We note that the report made reference to the Offshore Processing Agreement (OPA) which Sahara has over the last few months continued to address transparently in line with our commitment to good corporate governance and our membership of the World Economic Forum Partnering Against Corruption Initiative (PACI).
For the record and benefit of all our business partners and stakeholders, we reiterate that all terms of the OPA contracts between the Nigerian National Petroleum Corporation (NNPC) and the Society Ivoirienne de Rafinage, Abidjan (SIR) – which was operated from 2010 till 2014 – and between NNPC and Sahara – 2015 to date – were executed efficiently, diligently and professionally.

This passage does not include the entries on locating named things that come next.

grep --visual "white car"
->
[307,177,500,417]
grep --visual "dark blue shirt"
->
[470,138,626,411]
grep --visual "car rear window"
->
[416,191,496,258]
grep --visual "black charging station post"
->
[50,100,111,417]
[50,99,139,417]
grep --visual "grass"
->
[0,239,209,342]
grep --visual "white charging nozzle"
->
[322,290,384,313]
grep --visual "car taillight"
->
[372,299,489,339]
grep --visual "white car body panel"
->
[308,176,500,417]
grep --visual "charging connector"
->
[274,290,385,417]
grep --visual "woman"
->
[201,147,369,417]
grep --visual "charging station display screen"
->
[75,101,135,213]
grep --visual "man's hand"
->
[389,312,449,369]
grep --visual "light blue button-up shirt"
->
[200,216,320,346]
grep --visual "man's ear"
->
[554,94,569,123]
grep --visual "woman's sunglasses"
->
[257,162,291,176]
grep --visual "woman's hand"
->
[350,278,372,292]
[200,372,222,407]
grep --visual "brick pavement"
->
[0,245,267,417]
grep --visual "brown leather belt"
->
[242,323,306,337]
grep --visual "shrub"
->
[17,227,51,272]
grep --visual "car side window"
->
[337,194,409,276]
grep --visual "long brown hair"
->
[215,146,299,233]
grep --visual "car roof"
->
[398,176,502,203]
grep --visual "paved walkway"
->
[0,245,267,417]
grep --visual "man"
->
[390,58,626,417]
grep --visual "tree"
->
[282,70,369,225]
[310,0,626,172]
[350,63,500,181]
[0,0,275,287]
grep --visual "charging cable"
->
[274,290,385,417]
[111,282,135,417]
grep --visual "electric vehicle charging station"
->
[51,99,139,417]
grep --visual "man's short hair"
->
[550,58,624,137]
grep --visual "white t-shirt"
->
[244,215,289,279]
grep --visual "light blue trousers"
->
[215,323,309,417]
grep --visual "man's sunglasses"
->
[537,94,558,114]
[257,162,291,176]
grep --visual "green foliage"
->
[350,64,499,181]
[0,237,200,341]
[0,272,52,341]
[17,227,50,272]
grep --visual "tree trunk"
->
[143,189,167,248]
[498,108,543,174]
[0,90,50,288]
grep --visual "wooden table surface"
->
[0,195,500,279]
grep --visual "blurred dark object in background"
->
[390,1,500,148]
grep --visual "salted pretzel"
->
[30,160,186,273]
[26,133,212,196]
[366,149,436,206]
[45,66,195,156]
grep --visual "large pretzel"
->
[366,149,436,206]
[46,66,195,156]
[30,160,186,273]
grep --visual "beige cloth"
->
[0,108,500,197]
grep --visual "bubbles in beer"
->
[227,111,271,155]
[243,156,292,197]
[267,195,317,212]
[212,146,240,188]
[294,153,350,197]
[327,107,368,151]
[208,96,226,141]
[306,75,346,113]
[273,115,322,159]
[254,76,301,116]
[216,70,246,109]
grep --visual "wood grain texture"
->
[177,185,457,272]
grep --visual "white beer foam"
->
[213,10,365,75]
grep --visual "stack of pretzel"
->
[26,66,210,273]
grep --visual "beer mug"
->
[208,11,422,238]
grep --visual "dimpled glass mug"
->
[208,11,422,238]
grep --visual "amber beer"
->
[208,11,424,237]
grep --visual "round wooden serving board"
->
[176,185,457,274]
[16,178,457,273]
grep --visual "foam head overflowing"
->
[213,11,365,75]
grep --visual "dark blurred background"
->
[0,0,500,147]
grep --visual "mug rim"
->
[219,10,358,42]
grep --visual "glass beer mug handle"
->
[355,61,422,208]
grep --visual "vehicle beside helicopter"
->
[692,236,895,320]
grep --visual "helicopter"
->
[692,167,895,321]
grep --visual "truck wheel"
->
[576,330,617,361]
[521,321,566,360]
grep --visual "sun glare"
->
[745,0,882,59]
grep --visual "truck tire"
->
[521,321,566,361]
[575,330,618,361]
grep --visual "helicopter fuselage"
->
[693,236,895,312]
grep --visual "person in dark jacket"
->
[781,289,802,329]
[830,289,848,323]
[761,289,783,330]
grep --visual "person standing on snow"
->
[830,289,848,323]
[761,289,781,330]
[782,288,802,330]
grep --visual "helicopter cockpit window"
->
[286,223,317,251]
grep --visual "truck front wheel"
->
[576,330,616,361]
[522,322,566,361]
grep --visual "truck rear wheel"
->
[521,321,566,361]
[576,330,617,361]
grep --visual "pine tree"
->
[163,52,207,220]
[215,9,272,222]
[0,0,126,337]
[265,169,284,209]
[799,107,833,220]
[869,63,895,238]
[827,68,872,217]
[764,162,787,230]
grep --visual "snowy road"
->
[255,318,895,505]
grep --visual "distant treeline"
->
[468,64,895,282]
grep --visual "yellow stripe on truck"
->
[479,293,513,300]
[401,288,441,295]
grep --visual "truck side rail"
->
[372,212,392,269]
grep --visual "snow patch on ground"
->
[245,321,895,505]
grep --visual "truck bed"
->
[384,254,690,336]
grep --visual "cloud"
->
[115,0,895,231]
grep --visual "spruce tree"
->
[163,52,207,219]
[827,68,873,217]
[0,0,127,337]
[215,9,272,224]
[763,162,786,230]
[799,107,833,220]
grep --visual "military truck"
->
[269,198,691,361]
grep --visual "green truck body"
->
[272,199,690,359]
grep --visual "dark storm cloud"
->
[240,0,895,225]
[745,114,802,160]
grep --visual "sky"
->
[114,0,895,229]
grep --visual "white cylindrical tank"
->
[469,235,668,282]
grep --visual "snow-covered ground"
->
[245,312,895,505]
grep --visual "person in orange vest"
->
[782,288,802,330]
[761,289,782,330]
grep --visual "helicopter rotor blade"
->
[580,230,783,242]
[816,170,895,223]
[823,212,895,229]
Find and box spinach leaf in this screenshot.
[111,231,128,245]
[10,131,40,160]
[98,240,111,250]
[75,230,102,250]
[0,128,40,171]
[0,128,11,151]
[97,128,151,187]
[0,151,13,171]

As highlighted by the report, the OPA which came into place in 2010 has ensured availability of petroleum products in Nigeria, irrespective of the $3billion debt raked up by the NNPC/PPMC’S open account import system which could no longer support the importation of petroleum products by trading houses. In more recent times, all banks have completely stopped lending towards the importation of products necessitating a renewal of the OPA in 2015.
The flexibility in the structure of the OPA contract provided for pre-deliveries of petroleum products which have turned out to be a positive benefit to NNPC/PPMC and the nation over the years. In total, 1,182,683.911 Metric Tons of refined products were pre-delivered under the OPA from 2010 – 2014, while over 811,000 Metric Tons of refined products have been pre-delivered under the ongoing contract.
It is also important to note that in spite of spurious interpretations that may be inferred from the report, we reiterate that there was no default on our part throughout the duration of the contract. The OPA contract provides for periodic reconciliation and at the last reconciliation exercise in Q1 2015, there were no unfulfilled obligations due from Sahara to NNPC/PPMC in crude, cash or products. This is in line with our track record of providing excellent services and an unwavering commitment to total quality assurance.
Although we expect that the NRGI report may not be the final commentary or report on the OPA contract, we remain confident that fair and balanced analysis on the subject will reveal that the OPA was the most suitable solution available at the time to address the financial and operational crisis faced by the NNPC/PPMC in 2010.
We also wish to state that Sahara will not hesitate to take legal action against persons/organizations that author or sponsor any libelous article(s) that aims to destroy our corporate brand or that denigrates any member of staff of the Sahara Group.